Swire is also a founder member of the Justice for Megrahi campaign which seeks interim release from jail for Megrahi, who has been diagnosed with metastasized prostatic cancer and is terminally ill, so that he can return to his family in Scotland pending his second appeal against conviction.
Swire told MaltaToday that at the trial in the Netherlands, which found Megrahi guilty and convicted him to 27 years’ imprisonment for placing the bomb in the luggage that was found in Pan-Am Flight 103, “there was simply no evidence as to how Megrahi might have penetrated security at Luqa to put the bomb aboard.”
Megrahi, a former Libyan Arab Airlines security official in Malta, was claimed to have bought clothes from Mary’s Shop in Sliema, which were later found wrapped around the bomb. Shopkeeper Tony Gauci was crucial in identifying Megrahi as the man who bought the clothes from him just before Christmas 1988.
But Swire told MaltaToday that Air Malta had kept “exemplary records” of their flight KM180 which showed that all the bags carried belonged to the passengers and that all were returned to their owners, with none left over, at Frankfurt – where the bomb was loaded onto the Pan Am flight.
“Although Air Malta did force a British TV company to withdraw its allegations that they carried the bomb, I am surprised that neither they nor your government seem to have demanded an explanation for the concealment of evidence from Heathrow, until after the verdict implicating Luqa had been reached. The information only surfaced in Holland in 2000 thanks to the perseverance of the Heathrow security guard who had discovered the break-in,” Swire says.
“The judges were reduced to saying of how Megrahi was supposed to have penetrated security at Luqa and that the absence of evidence was ‘a major problem for the prosecution case’.
“They could surely never have achieved this extraordinary verdict, had they known all the facts.”
On the hand, Swire says the bomb was placed inside the luggage at Heathrow airport.
“In the early hours of the day of the disaster at Heathrow airport, London, there was a break-in allowing access for an unidentified person to the ‘secure’ airside portion of the airport, close to the Iran Air facility and to the baggage assembly shed. In that shed, inside the container in which the explosion was later shown to have occurred, was seen an unauthorised suitcase, which was not removed. It was seen well before the flight from Frankfurt had even landed.
“The most sinister aspect of this information about the break-in at Heathrow is that it was concealed for 12 years, until after the verdict had been reached, yet it was known to our anti-terrorist special branch, and fully recorded in the Heathrow security logbooks.

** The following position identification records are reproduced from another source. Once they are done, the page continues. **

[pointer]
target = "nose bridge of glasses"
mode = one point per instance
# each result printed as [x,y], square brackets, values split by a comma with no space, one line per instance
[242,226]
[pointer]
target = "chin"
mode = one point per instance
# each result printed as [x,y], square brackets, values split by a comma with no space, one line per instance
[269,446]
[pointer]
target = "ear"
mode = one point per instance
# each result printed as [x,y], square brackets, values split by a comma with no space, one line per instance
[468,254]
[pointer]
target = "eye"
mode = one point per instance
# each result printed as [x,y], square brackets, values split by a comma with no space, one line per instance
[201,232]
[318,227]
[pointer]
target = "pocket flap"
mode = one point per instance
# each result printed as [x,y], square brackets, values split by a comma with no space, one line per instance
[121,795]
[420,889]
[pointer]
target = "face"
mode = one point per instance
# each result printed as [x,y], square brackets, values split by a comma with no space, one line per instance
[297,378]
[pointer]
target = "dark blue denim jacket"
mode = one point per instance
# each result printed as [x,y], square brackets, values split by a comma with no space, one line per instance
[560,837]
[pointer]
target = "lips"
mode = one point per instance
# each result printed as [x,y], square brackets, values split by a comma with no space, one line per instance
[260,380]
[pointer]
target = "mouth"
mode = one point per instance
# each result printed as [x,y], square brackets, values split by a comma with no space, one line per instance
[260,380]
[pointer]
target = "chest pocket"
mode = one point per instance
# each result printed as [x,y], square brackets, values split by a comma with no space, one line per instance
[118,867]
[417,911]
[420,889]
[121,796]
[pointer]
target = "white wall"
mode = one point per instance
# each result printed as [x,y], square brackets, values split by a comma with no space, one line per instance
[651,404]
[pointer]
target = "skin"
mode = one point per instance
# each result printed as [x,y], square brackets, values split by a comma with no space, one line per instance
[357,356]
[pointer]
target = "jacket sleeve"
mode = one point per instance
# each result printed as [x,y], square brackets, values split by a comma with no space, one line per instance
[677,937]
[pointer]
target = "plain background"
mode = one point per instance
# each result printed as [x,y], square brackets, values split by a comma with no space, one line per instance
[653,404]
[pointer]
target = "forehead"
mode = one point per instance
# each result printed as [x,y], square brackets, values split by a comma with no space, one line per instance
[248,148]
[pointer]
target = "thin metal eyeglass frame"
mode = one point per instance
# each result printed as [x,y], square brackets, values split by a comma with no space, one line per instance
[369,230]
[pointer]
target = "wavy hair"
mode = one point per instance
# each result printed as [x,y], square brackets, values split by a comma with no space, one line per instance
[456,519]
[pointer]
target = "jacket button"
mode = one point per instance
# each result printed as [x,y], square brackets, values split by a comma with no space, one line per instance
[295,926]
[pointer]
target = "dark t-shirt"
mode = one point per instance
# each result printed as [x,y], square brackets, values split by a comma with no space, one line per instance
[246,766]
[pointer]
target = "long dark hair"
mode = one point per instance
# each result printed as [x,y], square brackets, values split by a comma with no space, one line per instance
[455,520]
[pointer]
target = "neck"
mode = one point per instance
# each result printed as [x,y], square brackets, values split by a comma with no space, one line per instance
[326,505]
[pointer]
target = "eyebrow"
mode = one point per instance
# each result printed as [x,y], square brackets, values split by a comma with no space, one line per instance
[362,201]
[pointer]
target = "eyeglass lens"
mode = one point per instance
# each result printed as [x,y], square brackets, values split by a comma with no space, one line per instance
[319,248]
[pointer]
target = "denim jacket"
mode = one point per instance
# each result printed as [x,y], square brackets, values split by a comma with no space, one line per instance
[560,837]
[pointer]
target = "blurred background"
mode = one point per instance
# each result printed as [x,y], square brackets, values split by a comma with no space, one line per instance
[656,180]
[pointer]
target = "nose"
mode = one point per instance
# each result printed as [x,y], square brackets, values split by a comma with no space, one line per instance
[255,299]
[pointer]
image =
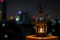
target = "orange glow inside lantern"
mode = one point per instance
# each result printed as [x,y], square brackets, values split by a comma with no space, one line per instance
[41,25]
[41,29]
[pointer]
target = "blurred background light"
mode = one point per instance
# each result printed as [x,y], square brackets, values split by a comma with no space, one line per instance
[49,34]
[17,18]
[6,36]
[33,17]
[3,25]
[11,17]
[53,30]
[19,12]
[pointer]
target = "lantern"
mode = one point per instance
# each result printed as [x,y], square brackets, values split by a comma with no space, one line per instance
[41,25]
[11,17]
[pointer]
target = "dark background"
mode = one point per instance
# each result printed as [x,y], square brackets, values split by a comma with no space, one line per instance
[52,7]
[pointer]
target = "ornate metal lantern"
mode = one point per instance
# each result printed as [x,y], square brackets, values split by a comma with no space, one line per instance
[41,25]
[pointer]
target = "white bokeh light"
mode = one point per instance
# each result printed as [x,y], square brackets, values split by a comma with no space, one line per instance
[6,36]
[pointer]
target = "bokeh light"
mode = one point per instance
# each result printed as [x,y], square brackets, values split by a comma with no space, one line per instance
[11,17]
[58,21]
[19,12]
[49,34]
[6,36]
[33,17]
[3,25]
[53,30]
[17,18]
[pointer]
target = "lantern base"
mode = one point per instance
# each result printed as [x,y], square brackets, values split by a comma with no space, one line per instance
[33,37]
[41,35]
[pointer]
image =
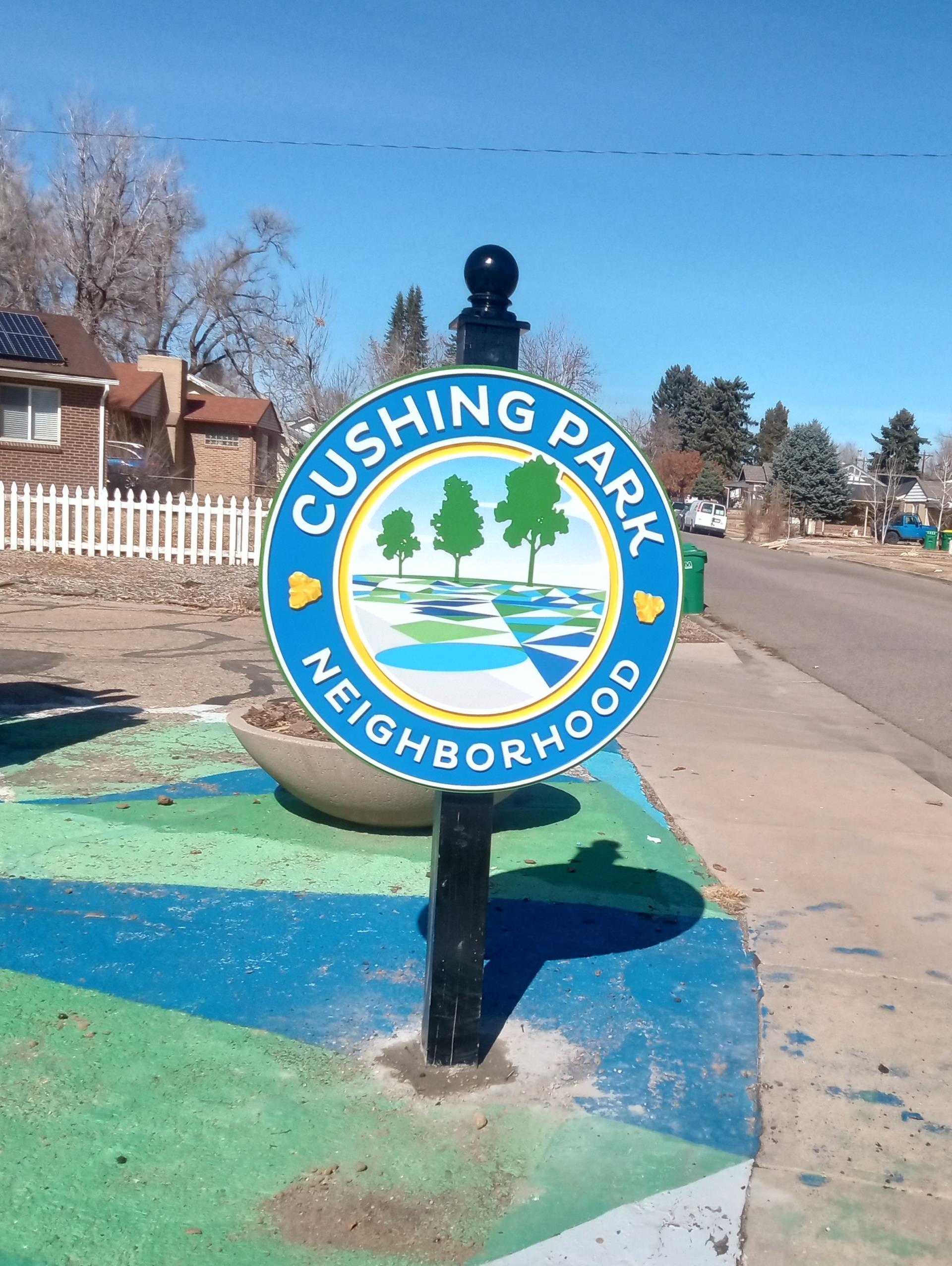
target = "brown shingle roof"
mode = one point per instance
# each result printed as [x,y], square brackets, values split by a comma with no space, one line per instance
[81,357]
[226,411]
[133,385]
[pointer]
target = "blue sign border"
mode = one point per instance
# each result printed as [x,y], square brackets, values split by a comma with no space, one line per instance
[330,682]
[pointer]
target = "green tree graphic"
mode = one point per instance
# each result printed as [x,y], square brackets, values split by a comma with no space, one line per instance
[398,538]
[457,522]
[531,508]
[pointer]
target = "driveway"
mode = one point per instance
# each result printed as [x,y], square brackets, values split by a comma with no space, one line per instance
[879,637]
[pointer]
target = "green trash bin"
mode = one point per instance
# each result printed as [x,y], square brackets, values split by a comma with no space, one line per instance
[694,563]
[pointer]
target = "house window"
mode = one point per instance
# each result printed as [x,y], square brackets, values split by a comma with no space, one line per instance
[30,414]
[221,440]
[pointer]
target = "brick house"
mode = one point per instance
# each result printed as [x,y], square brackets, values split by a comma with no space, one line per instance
[195,441]
[54,386]
[231,443]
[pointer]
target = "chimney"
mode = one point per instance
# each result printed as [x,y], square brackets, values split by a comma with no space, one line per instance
[175,373]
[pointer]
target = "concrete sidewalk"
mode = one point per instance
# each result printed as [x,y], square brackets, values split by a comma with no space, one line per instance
[822,815]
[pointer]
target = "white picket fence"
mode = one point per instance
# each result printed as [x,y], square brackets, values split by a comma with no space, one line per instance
[175,530]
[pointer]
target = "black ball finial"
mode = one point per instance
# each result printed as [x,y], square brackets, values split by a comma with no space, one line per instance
[491,274]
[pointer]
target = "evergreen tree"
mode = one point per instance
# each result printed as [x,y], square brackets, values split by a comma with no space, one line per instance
[457,522]
[417,349]
[728,440]
[398,329]
[808,466]
[694,418]
[899,440]
[674,390]
[774,430]
[711,483]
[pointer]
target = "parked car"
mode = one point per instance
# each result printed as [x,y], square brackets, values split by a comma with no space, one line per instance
[903,528]
[708,517]
[124,455]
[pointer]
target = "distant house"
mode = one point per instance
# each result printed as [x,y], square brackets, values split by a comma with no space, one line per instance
[54,386]
[750,485]
[909,494]
[190,441]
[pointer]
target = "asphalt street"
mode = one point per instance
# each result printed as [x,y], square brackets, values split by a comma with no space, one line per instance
[880,637]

“A verdict has been brought in, dependent upon activities at Luqa for which there is no evidence, while the information about a probably highly relevant criminal act at Heathrow has been deliberately suppressed. What we need to know now is on whose orders the concealment was carried out and why they ordered it,” Swire said.
Lockerbie appeal
A three-year investigation by the Scottish Criminal Cases Review Commission into whether Megrahi suffered a miscarriage of justice has sent his case back into appeal, with the Libyan’s lawyers claiming there is now substantial evidence undermining the credibility of Tony Gauci’s testimony.
Last week, Megrahi’s lawyers announced that their new evidence showed Gauci had been “coached and steered by Scottish detectives” into wrongly identifying the Libyan, claiming Gauci was interviewed 23 times by Scottish police before giving the evidence that finally led to the conviction for the bombing.
Megrahi’s lawyers will claim that in nearly two dozen formal police interviews, Gauci gave contradictory dates of purchase, changed his account of the sale, and on one occasion appeared to identify the Palestinian terrorist leader Abu Talb as the purchaser.